Dangote also revisited the failed 2007 sale of Nigeria’s refineries, saying he and his partners had purchased the assets under President Olusegun Obasanjo but were compelled to return them after President Umaru Musa Yar’Adua reversed the decision. “As of today, $18 billion has been spent on those refineries and they are still not working. I doubt they ever will,” he said.
However, the Group Chief Executive Officer of the Nigerian National Petroleum Company Limited (NNPC), Bayo Ojulari, countered Dangote’s pessimism, insisting that the Port Harcourt, Warri, and Kaduna refineries will soon resume operations.
Ojulari disclosed that NNPC is conducting a “Technical and Commercial Review” to decide whether to overhaul or repurpose the facilities for sustainability.

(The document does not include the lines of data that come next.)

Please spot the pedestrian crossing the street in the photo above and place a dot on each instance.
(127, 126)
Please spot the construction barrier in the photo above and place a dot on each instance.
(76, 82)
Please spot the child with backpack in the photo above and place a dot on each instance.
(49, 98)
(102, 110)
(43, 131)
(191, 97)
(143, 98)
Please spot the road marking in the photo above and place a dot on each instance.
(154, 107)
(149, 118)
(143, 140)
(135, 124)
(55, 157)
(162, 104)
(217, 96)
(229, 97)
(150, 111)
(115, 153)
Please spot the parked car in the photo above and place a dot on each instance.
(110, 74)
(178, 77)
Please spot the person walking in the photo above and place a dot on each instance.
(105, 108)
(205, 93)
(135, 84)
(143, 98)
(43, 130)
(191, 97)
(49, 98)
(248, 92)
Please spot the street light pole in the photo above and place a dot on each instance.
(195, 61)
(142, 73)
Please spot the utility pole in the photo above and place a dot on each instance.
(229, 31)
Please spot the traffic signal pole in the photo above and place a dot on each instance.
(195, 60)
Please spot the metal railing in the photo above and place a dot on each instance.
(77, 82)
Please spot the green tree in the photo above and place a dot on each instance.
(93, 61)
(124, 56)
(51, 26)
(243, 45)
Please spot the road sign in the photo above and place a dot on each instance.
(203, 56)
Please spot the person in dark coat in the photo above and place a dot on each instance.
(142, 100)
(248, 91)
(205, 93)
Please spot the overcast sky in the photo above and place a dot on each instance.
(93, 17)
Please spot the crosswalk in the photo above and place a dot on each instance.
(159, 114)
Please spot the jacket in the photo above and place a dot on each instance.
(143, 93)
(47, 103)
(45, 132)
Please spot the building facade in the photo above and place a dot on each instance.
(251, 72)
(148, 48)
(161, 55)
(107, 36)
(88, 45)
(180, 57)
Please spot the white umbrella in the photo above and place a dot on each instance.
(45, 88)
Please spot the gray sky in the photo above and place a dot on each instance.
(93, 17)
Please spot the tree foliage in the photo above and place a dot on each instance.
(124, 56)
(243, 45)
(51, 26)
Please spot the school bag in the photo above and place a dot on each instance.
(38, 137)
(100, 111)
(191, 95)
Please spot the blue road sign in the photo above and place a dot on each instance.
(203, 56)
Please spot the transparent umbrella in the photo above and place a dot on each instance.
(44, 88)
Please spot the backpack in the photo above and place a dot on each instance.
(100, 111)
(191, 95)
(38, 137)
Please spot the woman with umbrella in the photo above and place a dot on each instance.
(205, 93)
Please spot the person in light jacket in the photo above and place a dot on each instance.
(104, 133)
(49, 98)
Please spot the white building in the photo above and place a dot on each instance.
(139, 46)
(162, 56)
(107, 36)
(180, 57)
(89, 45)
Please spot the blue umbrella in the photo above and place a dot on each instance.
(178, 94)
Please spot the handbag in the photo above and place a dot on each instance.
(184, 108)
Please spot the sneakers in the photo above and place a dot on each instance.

He said the review would determine the most viable route toward restoring the plants’ operational and commercial viability.
Calls for privatisation have intensified in recent months following repeated shutdowns of NNPC’s refineries despite heavy spending on their rehabilitation. Between 2021 and 2023, the government reportedly approved more than $2.8 billion for repairs, yet the facilities remain idle.
The NNPC maintains that the ongoing assessment will usher in “a new era” for the refining sector, with plans to engage international technical partners to transform the facilities into globally competitive assets.
Meanwhile, Dangote’s refinery, which began operations earlier this year, is expected to meet Nigeria’s total fuel demand and position the country as a net exporter of refined products within the next three years.